I believe nonplussed is the word for her expression.
“All weekend,” I say, by way of illumination.
“I see.” She puts the stethoscope in her ears and the thermometer under my tongue.
“Did you e-mail him?”
“Yesh.” I talk around the thermometer.
“Don’t talk, just nod.”
“Sawwy.”
She rolls her eyes and we wait for the beep.
“Ninety-nine point eight,” I say, handing the thermometer back to her. “I basically told him not to write. Am I being ridiculous?”
She motions for me to turn around so she can listen to my lungs but doesn’t respond.
“How ridiculous?” I prompt. “On a scale of one to ten, one being perfectly rational and reasonable and ten being absurd and certifiable.”
“About an eight,” she says without hesitation.
I’d been expecting her to say twelve, so eight seems like a victory. I tell her so and she laughs at me.
“So you told him not to write to you and then he didn’t write to you. This is what you’re telling me?”
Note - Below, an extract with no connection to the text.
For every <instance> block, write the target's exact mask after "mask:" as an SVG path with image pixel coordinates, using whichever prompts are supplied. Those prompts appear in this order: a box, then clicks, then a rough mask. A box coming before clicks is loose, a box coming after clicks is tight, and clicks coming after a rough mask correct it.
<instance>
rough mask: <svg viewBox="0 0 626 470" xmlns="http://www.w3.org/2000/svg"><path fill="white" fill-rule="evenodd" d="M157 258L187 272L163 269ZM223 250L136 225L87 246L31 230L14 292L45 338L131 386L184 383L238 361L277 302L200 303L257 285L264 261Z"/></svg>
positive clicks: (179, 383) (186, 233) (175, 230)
“Well, I didn’t say DON’T WRITE in big, bold letters or anything. I just said I was busy.” I think she’s going to make fun of me, but she doesn’t.
“Why didn’t you write to him?”
“Because of what we talked about. I like him, Carla. A lot. Too much.”
The look on her face says is that all? “Do you really want to lose the only friend you’ve ever had over a little bit of heartache?”
I’ve read many, many books involving heartache. Not one has ever described it as little. Soul-shattering and world-destroying, yes. Little, no.
She leans back against the couch. “You don’t know this yet, but this will pass. It’s just the newness and hormones.”
Maybe she’s right. I want her to be right so I can talk to him again.
She leans forward and winks at me. “That, and he’s cute.”
“He is pretty cute, right?” I giggle.
“Honey, I didn’t think they made them like that anymore!”
I’m laughing, too, and imagining a factory with little Ollys coming off an assembly line. How would they ever keep them still enough to package and mail?
“Go!” She slaps my knee. “You have enough things to be afraid of. Love can’t kill you.”